Torrez had slipped a leg past the victim’s slumped corpse, and planted his heel on the kill pedal. The diesel sighed to blissful silence.
That simple motion added another piece to the puzzle. Larry Zipoli, facing a threat or even an innocent conversation with someone, had but to shift his right foot an inch or two to do the same thing. He hadn’t done it. He either hadn’t felt the need, or hadn’t had the time.

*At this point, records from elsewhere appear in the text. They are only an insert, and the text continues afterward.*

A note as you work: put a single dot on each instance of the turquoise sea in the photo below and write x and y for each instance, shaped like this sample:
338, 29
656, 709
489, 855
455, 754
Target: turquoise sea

With the coroner satisfied, and with a hundred photos shot by Deputy Tom Mears and myself, it was time for Larry Zipoli to make his last trip. Rigor hadn’t yet set in. A damn good thing, too. We’d have needed a sky crane or a chain saw, or both. The ‘kids’, a couple of county paramedics neither of whom had yet enjoyed a thirtieth birthday, still would have had a struggle with Larry Zipoli without Bob Torrez’s help. Zipoli was a big fellow, huge of belly and thick everywhere else, probably topping two-fifty. There was no graceful, dignified way to hoist him out of that cramped little cab. He came out feet first, with Torrez holding him under each arm and the rest of us down on the ground to add support. By the time the EMTs had their grim cargo stowed in the ambulance, the rest of the troops had started to arrive.
Tony Pino and Buddy Clayton, understanding how we worked a scene, hadn’t just barged in after they had arrived. They patiently stayed a couple dozen yards away, smoking and talking in hushed tones as they watched us work, not eager to move a step closer to the blood and smell. I beckoned, and they approached with trepidation, as if they were trying to walk on eggs.